A dor nas costas da minha mão tornava impossível dormir e, toda vez que pensava em Bradley, meu coração começava a bater freneticamente. Eu estava de pé na janela, observando a chuva cair em ondas, mas poderia jurar que vi olhos dourados me observando da beira da floresta.

"Você deveria dormir." Ri. Estava falando comigo mesma, algo que geralmente fazia quando sabia que estava sozinha.

Naquela noite, sonhei com olhos negros familiares.

Com um solavanco repentino, fui abruptamente cercada pela luz na manhã de segunda-feira, a luz opaca do dia tentando atravessar as cortinas. Olhei freneticamente ao redor, em busca do perigo iminente. Quando meus olhos se ajustaram à luz brilhante que descia do teto e eu absorvi a visão das paredes azuis familiares, cortinas brancas e chão de madeira, a mesa de computador desgastada com revistas e um computador antigo – instantaneamente, o reconhecimento surgiu em mim. Ontem não foi um pesadelo.

O pânico que tomou meu corpo foi rapidamente substituído pelo pensamento de meu irmão voltando para casa em breve. Eu queria ver seu sorriso banguela novamente. Queria que ele me esperasse na varanda depois da escola, como costumava fazer, queria ouvi-lo me chamar de Ehlizobec. Meu coração partido logo deu lugar à serenidade, sabendo que coloquei a felicidade dele antes da minha, isso deveria contar para algo.

Limpando as mechas escarlates grudadas na minha bochecha e tirando os fios úmidos enrolados no meu pescoço, suspirei.
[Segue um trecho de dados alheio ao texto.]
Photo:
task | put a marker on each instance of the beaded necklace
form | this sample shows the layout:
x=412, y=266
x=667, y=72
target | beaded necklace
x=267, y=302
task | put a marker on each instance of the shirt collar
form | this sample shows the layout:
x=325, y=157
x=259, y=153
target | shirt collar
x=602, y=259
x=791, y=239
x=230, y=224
Estremeci com a sensação fria da velha camisa preta do meu pai grudada nas minhas costas. Ansiedade e medo grudavam no meu corpo enquanto eu desesperadamente tirava os cobertores encharcados, tornando impossível ignorar os pensamentos que aprisionavam minha mente. Eu posso fazer isso, disse a mim mesma com firmeza. Ah, como eu odiava a escola, ainda mais agora que tinha que fazer o trabalho dos outros. Minha respiração saía pesada e forte, movendo meu peito para cima e para baixo, parecia que o ar tinha sido arrancado de mim. A sensação de hiperventilação iminente corroía meus nervos. Nunca conseguia evitar pensar no meu irmão pela manhã, por mais que tentasse.

Houve uma batida na minha porta.

"Beth..." ela falou com o nariz entupido, obviamente segurando um cigarro.

"Elizabeth," corrigi automaticamente, Beth soa infantil.

"Elizabeth," ela suspirou em desespero. "O café da manhã está pronto." Juro que pude ouvir seus olhos revirarem.

Terminei minha festa de autocomiseração e evitei vagamente arrancar meus olhos enquanto limpava freneticamente as lágrimas nojentas que ainda não haviam sido derramadas, penduradas nos meus cílios.

"Obrigada, mas vou comer algo na escola. Tenho uma impressão a fazer," a mentira soou mal até mesmo para meus próprios ouvidos. Eu não me importava com o que pensavam de mim. Só precisava chegar à escola para entregar os trabalhos antes da primeira aula começar.